The project was discovered in the early 1990s by Teck Resources, which drilled off a small resource, popping holes every couple of hundred metres to probe a mineralized trend.
Work stopped when gold prices went off a cliff in the late '90s and didn’t resume until 2008 with Treasury on the scene.
The plan now is to push the deposit into the feasibility stage and hopefully bring a few hundred jobs to an area to a beaten-up forestry town that could use them.
With their federal environmental impact statement expected to be filed in October, Treasury wants to start production in the fourth quarter of 2015. An open pit and underground operation with a 2,500-tonne-per day gold extraction mill will employ between 200 and 250.
“It’s not a huge gold mine,” said Walter. “It’s going to be a neat 100,000-ounce producer that will attract a lot of jobs and a lot of opportunity for that area.”
Norm Bush, vice-president of the Goliath project, doesn’t expect labour recruitment to be a problem.
As the retired manager of the Dryden pulp mill, he endured the downsizing of that operation by 850 people in recent years.
“We know there are a lot of people working in Alberta and elsewhere that would love to come back to Dryden. Between those folks and with us being so close to town, we know that people will want to work here rather than some remote locations.”

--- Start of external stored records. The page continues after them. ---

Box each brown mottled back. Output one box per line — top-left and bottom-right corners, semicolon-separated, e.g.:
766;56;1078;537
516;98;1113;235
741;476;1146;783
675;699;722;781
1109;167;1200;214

Volatile gold prices has made it difficult to raise exploration money but Treasury has raised close to $2 million this past spring.
“I think it shows the strength of the project,” said Walter. “What the market is really doing is it’s sorting out the good projects from the bad.”
With an estimated 10- to 12-year mine life at Goliath, this year's exploration focus is infill and expansion drilling of the main deposit, to firm up and add ounces, and to track a new high-grade gold shoot to the east of its C Zone.
“That’s certainly blue sky and prospective target, no doubt,” said Walter, who pegs this year's exploration budget at $8 million.
Walter believes the project’s longevity is very good.
“We wouldn’t be in the camp if we didn’t believe it had the potential to host world-class gold mines.”
About 40 kilometres to the south, Treasury is also working on its more grassroots Goldcliff property, having performed an airborne geophysical survey that produced some targets that were drilled off this past winter. Geologists will be on the ground this summer to do more mapping, surface sampling and trenching.